UN refugee agency demands release of abducted Somali staffer

High Commissioner Guterres meets a family that recently arrived in Yemen from Somalia
The United Nations High Commissioner for Refugees (UNHCR) has called for the immediate and unconditional release of a Somali staff member who was abducted on Saturday from his home outside the war-torn capital, Mogadishu.

The United Nations High Commissioner for Refugees (UNHCR) has called for the immediate and unconditional release of a Somali staff member who was abducted on Saturday from his home outside the war-torn capital, Mogadishu.

As of last night, the agency had not heard anything from Hassan Mohamed Ali, also known as Keynaan, or from the armed gunmen who took him from his home.

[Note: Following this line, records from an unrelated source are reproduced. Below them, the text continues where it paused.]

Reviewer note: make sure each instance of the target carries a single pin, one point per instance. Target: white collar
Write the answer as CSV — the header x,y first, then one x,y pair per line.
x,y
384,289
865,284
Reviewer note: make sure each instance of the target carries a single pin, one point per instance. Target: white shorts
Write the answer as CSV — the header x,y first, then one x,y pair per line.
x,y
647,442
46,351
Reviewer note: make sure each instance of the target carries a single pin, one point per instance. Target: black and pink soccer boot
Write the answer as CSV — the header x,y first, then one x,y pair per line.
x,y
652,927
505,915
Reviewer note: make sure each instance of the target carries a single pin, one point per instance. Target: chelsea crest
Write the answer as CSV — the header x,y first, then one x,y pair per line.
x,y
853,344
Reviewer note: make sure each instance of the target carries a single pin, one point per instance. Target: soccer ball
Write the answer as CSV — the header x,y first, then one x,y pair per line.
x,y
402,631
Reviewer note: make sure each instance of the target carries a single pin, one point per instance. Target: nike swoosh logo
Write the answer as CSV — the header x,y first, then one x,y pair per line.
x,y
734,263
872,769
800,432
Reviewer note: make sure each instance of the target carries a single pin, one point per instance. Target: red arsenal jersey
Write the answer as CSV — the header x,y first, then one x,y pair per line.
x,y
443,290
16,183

“We demand the immediate and unconditional release of Hassan Mohamed Ali,” UN High Commissioner for Refugees Antonio Guterres said yesterday.

He noted that the abduction was another blow to humanitarian efforts to alleviate the suffering of an estimated 1 million people uprooted people inside Somalia, which has not had a functioning government since 1991.

“He and other Somali staff are absolutely crucial in the provision of life-saving humanitarian aid for tens of thousands of innocent civilian victims of the ongoing conflict in their country,” said Mr. Guterres, who had just returned on Saturday from a mission to neighbouring Kenya during which he visited with Somali refugees in the Dadaab camp near the border of the two countries.

UNHCR is an impartial and apolitical organization whose sole focus in this extremely difficult situation is to ease the suffering of innocent civilians,” he added. “We ourselves are civilians. We are unarmed. We are humanitarians who are committed to serving those in need. It is unconscionable that those trying to help the victims are themselves targeted.”

Mr. Ali, who is the longest-serving UNHCR staff member in Somalia, is well-known in Mogadishu as a humanitarian and human rights advocate. He and his family had also been displaced last year by the violence in the capital and were living in Ceelasha village, west of Mogadishu on the road to Afgooye.

More than 300,000 internally displaced Somalis are trying to survive along the Afgooye corridor in what High Commissioner Guterres described last week as possibly the worst place in the world to live.

The humanitarian situation in the country has only worsened in recent months, owing to continuing insecurity, soaring food prices and a lingering drought. More than 1 million people are now internally displaced in Somalia while 450,000 more Somalis are living as refugees mainly in neighbouring countries such as Kenya, Ethiopia, Djibouti and even in Yemen, across the Gulf of Aden.